Renaat Verbruggen werd aangezocht als architect. Het interieur van het kasteel werd grondig aangepakt in functie van de behoeften van de kloostergemeenschap. Aan de westkant van het kasteel werd een gans nieuw gebouw opgetrokken met alle voorzieningen voor het noviciaat en een kapel. Beide gebouwen werden met een gang verbonden. Een geheel dat misschien wel functioneel is, maar esthetisch gezien weinig bekoort.

Het noviciaat van de Broeders van Liefde in Maria-Aalter omstreeks 1965.
Archief Broeders van Liefde Gent.

In de kapel valt vooral de soberheid van de architectuur op, zonder pilaren, alleen een overkoepelde ruimte met bakstenen gewelven en diepliggende ramen. De kapel roept daardoor op tot ingetogenheid.Links en rechts prijkt een eikenhouten gestoelte in drie rijen met een 80-tal plaatsen. Vanuit de brede middelgang heeft men zicht op het koor en in de achtergrond een mooi zwart marmeren altaar en een gouden tabernakel, ingewerkt in blauw Italiaans marmer.

Meest opvallend zijn echter de glasramen. In het koor zijn het symbolische afbeeldingen van het heilige Eucharistie: links de pelikaan en het hemels manna, rechts het lam Gods en brood en vis. De glasramen in het schip symboliseren de verschillende kerkelijke feesten: links van voor naar achter: Christus Koning, Christus licht van de wereld, Driekoningen, Kerstmis, Boodschap van de Engel; rechts van voor naar achter: Pasen, Hemelvaart, Pinksteren, Drievuldigheid en Sacramentsdag.De glasramen in de kapel van het noviciaat van de Broeders van Liefde in Maria-Aalter zijn het werk van de Gentse glasschilder César Vanhevele.

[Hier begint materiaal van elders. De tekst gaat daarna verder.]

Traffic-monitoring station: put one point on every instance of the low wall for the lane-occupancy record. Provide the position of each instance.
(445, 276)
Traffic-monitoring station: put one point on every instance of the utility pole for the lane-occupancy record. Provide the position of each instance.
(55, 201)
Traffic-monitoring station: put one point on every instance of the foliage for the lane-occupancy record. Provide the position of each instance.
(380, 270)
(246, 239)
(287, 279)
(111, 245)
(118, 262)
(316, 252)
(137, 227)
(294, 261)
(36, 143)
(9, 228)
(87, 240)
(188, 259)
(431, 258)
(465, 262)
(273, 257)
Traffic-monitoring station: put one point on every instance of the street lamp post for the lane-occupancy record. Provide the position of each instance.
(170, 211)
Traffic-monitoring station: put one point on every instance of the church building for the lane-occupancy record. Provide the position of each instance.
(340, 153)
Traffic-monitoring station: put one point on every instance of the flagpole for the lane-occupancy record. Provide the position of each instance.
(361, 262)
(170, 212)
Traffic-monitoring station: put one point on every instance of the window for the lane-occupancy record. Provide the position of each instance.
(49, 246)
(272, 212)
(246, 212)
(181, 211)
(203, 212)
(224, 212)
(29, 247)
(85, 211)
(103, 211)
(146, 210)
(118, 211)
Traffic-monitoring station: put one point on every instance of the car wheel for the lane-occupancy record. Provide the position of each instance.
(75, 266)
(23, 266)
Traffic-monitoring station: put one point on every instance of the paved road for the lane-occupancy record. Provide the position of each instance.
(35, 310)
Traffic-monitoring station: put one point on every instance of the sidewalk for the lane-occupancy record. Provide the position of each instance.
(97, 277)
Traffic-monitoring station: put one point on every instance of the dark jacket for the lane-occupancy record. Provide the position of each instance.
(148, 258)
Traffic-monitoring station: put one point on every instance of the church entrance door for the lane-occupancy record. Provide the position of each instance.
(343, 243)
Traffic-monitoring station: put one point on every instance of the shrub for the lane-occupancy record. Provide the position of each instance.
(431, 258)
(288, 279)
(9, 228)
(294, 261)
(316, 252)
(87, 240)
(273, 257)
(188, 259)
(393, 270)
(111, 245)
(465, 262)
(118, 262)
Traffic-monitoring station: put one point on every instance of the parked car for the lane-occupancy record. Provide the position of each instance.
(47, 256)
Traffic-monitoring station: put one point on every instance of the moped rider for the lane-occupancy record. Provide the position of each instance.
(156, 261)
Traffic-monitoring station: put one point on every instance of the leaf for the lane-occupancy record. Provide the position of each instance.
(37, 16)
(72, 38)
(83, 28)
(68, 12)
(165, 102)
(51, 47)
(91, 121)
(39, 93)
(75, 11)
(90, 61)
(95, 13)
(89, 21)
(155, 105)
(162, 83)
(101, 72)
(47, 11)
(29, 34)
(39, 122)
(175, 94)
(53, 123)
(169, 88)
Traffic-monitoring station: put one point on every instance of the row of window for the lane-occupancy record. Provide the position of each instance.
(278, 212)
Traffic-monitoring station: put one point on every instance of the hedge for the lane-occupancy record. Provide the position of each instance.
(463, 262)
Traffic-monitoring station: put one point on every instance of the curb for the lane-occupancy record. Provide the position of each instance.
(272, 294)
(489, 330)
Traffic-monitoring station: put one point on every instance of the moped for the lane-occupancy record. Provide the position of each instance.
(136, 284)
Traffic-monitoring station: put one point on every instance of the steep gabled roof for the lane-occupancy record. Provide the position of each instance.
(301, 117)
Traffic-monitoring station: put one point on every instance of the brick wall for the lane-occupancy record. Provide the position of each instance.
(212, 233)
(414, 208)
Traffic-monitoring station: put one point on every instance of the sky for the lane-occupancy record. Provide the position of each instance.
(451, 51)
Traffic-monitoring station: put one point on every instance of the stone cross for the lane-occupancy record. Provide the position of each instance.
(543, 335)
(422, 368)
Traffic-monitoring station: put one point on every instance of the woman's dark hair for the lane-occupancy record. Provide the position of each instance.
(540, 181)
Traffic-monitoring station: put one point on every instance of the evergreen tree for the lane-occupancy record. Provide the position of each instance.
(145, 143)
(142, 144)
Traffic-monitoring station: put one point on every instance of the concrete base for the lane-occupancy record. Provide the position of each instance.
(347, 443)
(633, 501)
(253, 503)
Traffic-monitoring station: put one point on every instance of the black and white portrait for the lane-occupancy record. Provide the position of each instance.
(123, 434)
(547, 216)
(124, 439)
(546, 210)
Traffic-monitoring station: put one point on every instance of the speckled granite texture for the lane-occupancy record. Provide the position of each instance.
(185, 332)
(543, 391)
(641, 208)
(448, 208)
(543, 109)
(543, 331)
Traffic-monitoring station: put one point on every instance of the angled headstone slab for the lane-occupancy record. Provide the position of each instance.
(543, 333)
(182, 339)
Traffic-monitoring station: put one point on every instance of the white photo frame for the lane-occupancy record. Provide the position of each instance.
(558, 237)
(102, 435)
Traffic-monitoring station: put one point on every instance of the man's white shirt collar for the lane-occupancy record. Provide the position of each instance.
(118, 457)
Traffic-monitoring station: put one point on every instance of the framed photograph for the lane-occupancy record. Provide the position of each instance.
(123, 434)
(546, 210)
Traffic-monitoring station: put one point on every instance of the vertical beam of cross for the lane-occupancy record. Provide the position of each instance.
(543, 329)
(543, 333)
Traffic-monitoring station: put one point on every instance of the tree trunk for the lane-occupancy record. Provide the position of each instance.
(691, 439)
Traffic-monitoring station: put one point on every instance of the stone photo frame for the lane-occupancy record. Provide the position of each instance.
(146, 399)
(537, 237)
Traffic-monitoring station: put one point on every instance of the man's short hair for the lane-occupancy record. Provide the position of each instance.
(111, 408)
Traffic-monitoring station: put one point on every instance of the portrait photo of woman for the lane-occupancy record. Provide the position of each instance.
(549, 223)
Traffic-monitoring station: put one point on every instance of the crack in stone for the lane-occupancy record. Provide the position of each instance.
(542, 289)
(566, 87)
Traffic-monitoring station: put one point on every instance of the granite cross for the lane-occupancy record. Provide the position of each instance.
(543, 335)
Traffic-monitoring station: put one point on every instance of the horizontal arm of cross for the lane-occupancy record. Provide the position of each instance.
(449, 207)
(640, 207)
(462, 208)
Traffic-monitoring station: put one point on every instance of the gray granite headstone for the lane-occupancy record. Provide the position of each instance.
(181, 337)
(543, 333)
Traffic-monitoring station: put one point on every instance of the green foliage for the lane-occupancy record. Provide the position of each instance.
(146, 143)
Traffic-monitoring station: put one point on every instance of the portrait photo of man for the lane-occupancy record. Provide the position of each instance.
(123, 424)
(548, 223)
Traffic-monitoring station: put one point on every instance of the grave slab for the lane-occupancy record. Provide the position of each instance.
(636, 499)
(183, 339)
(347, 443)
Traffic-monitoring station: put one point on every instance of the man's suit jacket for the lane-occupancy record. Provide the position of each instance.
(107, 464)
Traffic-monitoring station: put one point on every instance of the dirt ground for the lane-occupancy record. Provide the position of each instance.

Een ander merkwaardig kunstwerk in de kapel is de in1952 opgehangen kruisweg, die werd geschilderd door broeder Max, in het gewone leven Victor van Meerbeeck ((Turnhout, 13 december 1903 - Tessenderlo, 26 juni 1973). Hij was de zoon van schrijnwerker Alfons Van Meerbeeck en kantwerkster Maria Van Mechelen. In 1917 begon hij zijn opleiding in het juvenaat van de Broeders van Liefde. In 1918 werd hij leerling in de Normaalschool in Gent. In 1922 trad in bij de congregatie van de Broeders van Liefde in Gent en nam de kloosternaam Maximinus of Max aan. In 1922 legde hij tijdelijke geloften af en in 1925 eeuwige geloften. 1928 werd hij leraar tekenen en handenarbeid aan de Normaalschool in Zwijnaarde. Vanaf 1929 volgde hij zelf tekenles aan het Hoger Instituut Sint-Lucas in Gent waar hij in 1935 afstudeerde. Daarna ging hij zich nog bekwamen onder de leiding van Gust De Smet.